My first attempt was using recursive function and keeping track of all visited nodes through the recursion by passing a reference to a vector of visited nodes. It worked with small dataset, but with 1 million binary string I ran into stack overflow error (literally).
Then, I refactored my code to run in loops instead by building iteratively the set of neighbors to visit then going over all of them and check if any has a different derived value (GetABC()), then start again from all the neighbors we just visited. Again, works on a small dataset but with 1 million records my code has been running for 4 days and still hasn't completed (using parallel for_each on 12 threads to do this analysis on all nodes).

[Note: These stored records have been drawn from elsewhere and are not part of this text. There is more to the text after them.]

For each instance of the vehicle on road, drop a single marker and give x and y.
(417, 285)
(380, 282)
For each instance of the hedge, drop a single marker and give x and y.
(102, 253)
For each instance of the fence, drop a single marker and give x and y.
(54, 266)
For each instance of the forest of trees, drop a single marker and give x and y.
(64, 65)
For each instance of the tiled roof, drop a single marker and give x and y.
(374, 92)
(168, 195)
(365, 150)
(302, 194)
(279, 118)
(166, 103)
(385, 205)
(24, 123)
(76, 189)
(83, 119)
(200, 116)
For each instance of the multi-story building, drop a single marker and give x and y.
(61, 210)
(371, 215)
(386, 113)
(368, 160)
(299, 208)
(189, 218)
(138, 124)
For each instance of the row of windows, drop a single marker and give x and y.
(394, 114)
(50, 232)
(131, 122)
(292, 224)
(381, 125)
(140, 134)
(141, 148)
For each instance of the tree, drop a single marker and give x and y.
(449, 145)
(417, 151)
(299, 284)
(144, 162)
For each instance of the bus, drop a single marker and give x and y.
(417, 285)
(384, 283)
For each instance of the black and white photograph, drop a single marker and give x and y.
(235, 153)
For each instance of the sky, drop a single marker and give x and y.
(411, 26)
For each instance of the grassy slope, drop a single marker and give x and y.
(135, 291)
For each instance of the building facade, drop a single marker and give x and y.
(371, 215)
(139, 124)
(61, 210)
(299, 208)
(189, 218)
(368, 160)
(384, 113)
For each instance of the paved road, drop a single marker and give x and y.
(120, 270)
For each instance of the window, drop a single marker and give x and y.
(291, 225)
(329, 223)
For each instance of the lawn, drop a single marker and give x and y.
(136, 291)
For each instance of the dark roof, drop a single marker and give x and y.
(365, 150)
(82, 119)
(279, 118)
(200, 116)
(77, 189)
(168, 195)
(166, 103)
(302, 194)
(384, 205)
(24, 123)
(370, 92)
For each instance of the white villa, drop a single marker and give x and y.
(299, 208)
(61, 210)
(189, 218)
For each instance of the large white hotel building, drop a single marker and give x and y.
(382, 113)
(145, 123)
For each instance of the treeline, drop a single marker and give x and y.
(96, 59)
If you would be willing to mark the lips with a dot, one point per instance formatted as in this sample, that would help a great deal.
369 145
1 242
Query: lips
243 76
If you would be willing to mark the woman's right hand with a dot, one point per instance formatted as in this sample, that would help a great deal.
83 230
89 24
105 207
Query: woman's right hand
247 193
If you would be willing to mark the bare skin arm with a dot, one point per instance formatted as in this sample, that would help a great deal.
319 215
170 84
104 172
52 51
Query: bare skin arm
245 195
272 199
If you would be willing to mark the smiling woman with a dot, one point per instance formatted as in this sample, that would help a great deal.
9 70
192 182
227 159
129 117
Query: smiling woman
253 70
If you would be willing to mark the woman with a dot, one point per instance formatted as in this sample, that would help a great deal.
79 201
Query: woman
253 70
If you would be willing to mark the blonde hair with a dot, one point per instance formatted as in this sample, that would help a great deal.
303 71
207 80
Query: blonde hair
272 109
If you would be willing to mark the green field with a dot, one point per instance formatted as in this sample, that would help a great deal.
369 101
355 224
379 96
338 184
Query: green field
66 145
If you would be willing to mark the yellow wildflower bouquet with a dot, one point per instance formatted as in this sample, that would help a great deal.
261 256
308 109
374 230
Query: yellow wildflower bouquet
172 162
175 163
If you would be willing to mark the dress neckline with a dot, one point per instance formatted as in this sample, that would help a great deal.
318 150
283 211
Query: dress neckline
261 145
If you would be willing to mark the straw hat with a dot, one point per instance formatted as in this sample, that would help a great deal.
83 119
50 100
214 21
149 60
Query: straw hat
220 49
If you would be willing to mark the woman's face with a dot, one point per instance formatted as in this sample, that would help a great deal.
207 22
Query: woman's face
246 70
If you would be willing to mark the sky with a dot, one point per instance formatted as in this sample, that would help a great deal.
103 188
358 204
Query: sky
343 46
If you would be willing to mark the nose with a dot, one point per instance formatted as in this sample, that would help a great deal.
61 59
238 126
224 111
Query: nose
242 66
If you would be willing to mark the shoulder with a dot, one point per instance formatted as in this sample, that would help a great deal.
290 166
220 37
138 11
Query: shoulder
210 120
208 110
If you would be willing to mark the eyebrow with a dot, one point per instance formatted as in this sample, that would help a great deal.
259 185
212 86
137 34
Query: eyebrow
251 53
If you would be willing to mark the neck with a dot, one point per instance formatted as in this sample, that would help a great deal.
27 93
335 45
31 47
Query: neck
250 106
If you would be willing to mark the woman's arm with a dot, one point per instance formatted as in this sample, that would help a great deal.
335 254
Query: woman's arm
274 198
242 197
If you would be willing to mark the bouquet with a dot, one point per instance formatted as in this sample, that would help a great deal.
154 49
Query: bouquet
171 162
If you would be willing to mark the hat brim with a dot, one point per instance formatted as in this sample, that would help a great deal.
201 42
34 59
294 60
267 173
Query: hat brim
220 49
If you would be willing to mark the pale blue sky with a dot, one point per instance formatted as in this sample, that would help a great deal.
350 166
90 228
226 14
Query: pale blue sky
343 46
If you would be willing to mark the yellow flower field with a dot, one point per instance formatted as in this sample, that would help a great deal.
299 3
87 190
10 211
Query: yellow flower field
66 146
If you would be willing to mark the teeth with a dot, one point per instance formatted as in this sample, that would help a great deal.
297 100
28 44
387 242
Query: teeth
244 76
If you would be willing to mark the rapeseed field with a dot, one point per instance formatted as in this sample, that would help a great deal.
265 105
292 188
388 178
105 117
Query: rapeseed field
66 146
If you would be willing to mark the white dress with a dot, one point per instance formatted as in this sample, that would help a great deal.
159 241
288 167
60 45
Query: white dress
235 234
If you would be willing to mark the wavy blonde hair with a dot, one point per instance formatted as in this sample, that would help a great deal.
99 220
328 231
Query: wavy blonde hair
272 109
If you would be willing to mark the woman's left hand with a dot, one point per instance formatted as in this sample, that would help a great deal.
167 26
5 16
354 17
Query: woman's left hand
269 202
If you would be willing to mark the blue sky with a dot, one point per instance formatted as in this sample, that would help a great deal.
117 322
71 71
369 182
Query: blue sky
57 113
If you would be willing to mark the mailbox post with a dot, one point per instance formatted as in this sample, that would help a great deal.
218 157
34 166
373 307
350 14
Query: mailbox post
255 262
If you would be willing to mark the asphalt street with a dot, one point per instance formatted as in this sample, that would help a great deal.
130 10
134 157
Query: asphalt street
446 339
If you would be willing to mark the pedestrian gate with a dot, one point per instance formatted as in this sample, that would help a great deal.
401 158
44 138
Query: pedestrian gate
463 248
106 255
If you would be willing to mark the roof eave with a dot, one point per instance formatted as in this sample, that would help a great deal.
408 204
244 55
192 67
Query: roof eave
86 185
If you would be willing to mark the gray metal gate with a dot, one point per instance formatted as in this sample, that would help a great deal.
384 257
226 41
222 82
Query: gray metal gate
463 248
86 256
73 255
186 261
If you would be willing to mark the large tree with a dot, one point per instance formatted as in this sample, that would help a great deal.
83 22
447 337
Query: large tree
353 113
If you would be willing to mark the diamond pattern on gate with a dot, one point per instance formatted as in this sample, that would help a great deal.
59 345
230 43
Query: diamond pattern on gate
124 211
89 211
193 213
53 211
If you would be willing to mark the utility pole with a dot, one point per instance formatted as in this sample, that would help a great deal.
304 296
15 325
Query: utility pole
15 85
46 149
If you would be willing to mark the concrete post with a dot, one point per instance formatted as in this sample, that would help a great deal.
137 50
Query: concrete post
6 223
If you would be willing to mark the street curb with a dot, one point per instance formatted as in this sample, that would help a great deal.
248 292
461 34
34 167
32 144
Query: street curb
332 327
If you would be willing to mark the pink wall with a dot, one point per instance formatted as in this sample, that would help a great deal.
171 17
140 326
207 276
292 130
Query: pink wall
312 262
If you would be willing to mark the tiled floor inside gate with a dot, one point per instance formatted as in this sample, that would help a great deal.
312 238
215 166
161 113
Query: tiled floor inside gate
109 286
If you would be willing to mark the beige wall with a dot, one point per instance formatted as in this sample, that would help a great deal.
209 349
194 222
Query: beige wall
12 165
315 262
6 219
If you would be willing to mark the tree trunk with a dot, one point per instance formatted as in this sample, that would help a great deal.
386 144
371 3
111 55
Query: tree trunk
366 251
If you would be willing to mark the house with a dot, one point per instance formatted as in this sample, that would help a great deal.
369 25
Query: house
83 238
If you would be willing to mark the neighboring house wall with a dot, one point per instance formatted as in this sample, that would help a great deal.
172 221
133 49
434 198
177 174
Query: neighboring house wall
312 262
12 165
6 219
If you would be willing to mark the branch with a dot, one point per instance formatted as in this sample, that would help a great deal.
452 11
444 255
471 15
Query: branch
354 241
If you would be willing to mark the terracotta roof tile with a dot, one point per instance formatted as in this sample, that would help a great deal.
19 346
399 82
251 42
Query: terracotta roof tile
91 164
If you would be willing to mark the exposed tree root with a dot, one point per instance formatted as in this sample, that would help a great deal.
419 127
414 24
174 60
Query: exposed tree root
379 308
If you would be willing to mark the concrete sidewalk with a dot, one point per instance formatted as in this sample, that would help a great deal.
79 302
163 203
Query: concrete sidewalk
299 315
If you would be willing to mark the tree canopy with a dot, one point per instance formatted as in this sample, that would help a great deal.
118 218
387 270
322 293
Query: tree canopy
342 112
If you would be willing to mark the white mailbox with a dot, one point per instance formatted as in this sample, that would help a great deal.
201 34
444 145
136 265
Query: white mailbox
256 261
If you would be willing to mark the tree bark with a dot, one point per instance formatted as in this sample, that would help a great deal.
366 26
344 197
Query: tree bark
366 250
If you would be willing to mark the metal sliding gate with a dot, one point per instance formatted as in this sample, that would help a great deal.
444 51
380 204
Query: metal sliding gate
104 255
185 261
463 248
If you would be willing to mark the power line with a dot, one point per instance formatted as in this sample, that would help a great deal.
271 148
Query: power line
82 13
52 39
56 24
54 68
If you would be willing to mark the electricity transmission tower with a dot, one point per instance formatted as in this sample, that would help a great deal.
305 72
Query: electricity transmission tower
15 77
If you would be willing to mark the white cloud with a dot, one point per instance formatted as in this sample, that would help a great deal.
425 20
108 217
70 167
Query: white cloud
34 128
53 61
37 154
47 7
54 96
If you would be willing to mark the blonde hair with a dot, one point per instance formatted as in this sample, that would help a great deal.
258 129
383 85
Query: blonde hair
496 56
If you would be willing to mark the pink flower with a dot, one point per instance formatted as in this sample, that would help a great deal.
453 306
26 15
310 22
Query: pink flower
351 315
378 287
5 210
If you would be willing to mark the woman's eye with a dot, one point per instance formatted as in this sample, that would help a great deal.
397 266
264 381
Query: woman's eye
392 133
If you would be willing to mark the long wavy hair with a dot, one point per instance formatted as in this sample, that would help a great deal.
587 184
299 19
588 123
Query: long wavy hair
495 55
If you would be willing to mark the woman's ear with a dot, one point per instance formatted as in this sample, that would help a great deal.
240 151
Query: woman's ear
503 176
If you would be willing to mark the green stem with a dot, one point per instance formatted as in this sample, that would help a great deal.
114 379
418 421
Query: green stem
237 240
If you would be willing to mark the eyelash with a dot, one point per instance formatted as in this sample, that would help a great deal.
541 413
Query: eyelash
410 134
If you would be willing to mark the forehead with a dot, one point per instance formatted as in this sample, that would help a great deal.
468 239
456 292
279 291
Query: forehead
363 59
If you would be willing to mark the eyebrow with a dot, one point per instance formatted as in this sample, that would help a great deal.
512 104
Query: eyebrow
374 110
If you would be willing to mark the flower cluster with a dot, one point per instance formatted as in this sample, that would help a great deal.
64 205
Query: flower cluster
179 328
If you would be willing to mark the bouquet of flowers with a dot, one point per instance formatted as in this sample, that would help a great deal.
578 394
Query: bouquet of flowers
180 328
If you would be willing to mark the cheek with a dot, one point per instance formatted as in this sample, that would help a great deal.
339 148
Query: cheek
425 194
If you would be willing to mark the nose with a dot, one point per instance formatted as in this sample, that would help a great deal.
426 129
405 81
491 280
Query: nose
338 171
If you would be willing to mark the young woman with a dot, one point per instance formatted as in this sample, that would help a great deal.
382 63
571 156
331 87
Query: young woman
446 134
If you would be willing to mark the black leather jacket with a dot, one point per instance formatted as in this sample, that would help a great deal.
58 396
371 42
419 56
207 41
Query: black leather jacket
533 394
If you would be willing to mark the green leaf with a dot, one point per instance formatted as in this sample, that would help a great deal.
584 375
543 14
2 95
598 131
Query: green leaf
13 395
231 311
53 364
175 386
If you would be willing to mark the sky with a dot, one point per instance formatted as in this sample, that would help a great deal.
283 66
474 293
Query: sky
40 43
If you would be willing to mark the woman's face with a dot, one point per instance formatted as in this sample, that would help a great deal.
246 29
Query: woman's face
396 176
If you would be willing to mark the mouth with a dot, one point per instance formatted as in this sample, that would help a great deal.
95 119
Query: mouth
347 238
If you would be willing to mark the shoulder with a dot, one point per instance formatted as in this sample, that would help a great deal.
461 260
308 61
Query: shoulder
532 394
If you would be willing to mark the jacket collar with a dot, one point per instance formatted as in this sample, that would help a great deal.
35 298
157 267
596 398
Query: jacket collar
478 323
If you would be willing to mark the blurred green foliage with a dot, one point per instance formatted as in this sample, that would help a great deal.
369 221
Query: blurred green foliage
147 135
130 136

//Previously had this function as a recursive algorithm, but it triggered stack overflow on big dataset
int MyClass::FindDifferentNodeInNeighborhood2(uint64_t node_hash) {
std::vector<uint64_t> visited;//init empty visited vector
visited.push_back(node_hash);
int level = 0;
bool found_diff_node = false;
std::unordered_map<int, std::vector<std::pair<uint64_t, uint64_t>>> to_visit;//<level, vec<node_to_visit, parent_node>>
to_visit[level].push_back(std::make_pair(node_hash, 0));//0 because no parent. Not used in first loop anyway so the value doesn't matter
while (!found_diff_node && !to_visit[level].empty()) {
for (auto n : to_visit[level]) {
//_negihborhood is a member variable of MyClass defined as
//std::unordered_map<uint64_t, std::unordered_set<uint64_t>> _neighborhood;
for (const auto neighbor : _neighborhood[n.first]) {
//make sure we didn't visit this neighbor already
if (std::find(visited.begin(), visited.end(), neighbor) == visited.end()) {
//if not, add to next set of node to visit
to_visit[level + 1].push_back(std::make_pair(neighbor, n.first));
}
}
}
level++;
for (auto n : to_visit[level]) {
//auto node = n.first;
//auto parent = n.second;
visited.push_back(n.first);
//_population is the map of the actual binary strings objects
//We retrieve the object using it's hash
//GetABC() is just a function that gets a specific value from the node
if (_population[n.first].GetABC() != _population[n.second].GetABC()) {
found_diff_node = true;
break;
}
}
}
if (!found_diff_node) {
return -1;
}
return level;
}
I will debug further to see if it's not an issue with infinite loop, but I thought I should ask here if I'm not overlooking some easy algorithm that could achieve this.
thanks
Found out my first loops where adding the same node multiple times since from the set of nodes to visit it is very likely that some of them have a few neighbors in common. Easily fixed by erasing duplicates in the set of nodes to visit next. I also implemented the suggestions made in the other answer. Here is the result:
int MyClass::FindDifferentNodeInNeighborhood2(uint64_t node_hash) {
std::unordered_set<uint64_t> visited;//init empty visited vector
visited.insert(node_hash);
int level = 0;
bool found_diff_node = false;
std::vector<std::pair<uint64_t, uint64_t>> visit_now;
std::vector<std::pair<uint64_t, uint64_t>> visit_next;
visit_now.emplace_back(std::make_pair(node_hash, 0));
while (!found_diff_node && !visit_now.empty()) {
for (auto n : visit_now) {
for (const auto neighbor : _neighborhood[n.first]) {
if(visited.find(neighbor) == visited.end()){
visit_next.emplace_back(std::make_pair(neighbor, n.first));
}
}
}
level++;
//Remove duplicates
std::sort(visit_next.begin(), visit_next.end());
visit_next.erase(std::unique(visit_next.begin(), visit_next.end()), visit_next.end());
visit_now.clear();
visit_now = std::move(visit_next);
visit_next.clear();
for (auto n : visit_now) {
visited.insert(n.first);
if (_population[n.first].GetABC() != _population[n.second].GetABC()) {
found_diff_node = true;
break;
}
}
}
if (!found_diff_node) {
return -1;
}
return level;
}